Her death triggered widespread horror across the nation, with protesters in the capital Dhaka staging days of demonstrations seeking “exemplary punishment” for the killers.
The murder put pressure on Bangladeshi Prime Minister Sheikh Hasina to do more to protect women, with her government ordering some 27,000 schools to set up committees to prevent sexual violence.
Rafi had gone to police in late March to report the sexual harassment, and a leaked video shows the local station chief registering her complaint but dismissing it as “not a big deal”.
Police said the attackers had planned to pass off her death as suicide, but this failed after Rafi managed to stagger down the stairs while still engulfed in flames.
Activists say many of the women and children who report sexual violence in Bangladesh often suffer a backlash, and that successful prosecutions are rare.
Rafi’s case was fast-tracked, with the hearing taking only 62 days at a special tribunal hearing cases of violence against women and children.
Maleka Banu, head of a woman’s rights group, said: “It is an exemplary punishment. We hope it will send a serious message to the perpetrators and collaborators of sexual violence.”
She said she hoped the verdict would work as a deterrent and would bring down “alarming rise” in sexual violence in the country.

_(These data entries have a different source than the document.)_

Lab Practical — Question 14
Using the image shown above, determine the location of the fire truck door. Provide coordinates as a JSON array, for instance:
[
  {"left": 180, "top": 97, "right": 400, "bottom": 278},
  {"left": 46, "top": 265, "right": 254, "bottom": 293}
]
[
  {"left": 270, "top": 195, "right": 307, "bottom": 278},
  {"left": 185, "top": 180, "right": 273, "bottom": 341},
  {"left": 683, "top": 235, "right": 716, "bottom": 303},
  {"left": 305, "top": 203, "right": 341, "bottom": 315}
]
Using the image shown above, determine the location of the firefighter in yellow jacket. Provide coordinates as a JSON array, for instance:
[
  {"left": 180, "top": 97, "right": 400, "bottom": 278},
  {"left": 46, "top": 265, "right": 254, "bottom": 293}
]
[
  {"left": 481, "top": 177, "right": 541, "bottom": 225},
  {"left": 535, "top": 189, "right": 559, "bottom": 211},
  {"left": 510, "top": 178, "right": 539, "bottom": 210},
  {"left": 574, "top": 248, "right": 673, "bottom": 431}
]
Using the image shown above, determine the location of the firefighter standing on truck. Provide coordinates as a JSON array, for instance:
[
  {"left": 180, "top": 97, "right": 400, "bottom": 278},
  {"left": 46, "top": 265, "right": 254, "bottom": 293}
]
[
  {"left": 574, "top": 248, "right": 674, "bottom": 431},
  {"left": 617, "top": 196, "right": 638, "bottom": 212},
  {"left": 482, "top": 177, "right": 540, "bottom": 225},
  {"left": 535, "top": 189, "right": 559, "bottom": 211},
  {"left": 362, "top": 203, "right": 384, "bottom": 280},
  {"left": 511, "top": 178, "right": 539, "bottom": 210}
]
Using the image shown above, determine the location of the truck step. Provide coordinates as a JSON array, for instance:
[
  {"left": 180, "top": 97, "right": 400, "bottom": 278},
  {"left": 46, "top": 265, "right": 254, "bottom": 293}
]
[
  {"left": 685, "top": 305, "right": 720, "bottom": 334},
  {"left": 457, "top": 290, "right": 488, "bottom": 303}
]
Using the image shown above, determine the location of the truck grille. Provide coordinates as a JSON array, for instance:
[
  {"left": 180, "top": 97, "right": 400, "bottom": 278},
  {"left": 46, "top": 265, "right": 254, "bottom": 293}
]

Since the arrest of the principal, at least five more madrasa teachers have been held on charges of rape and sexual assault of their students.
The head of the Mahila Parishad, another women’s rights group, gave a “guarded welcome” at the quick conclusion of the case, but said more needed to be done to ensure increased convictions for sexual harassment and rape cases.
According to the group, there were 731 incidents of sexual violence reported in the first six months of the year, including 592 rapes, 113 gang rapes and 26 women who were killed after being sexually assaulted.
Researcher Rezaur Rahman Lenin said on average more than 200 people are sentenced to death each year in Bangladesh, and as of May around 1,500 people were on death row
The number of executions carried out is less than 10 a year.
Defence lawyers said they would appeal against Thursday’s verdict in the high court.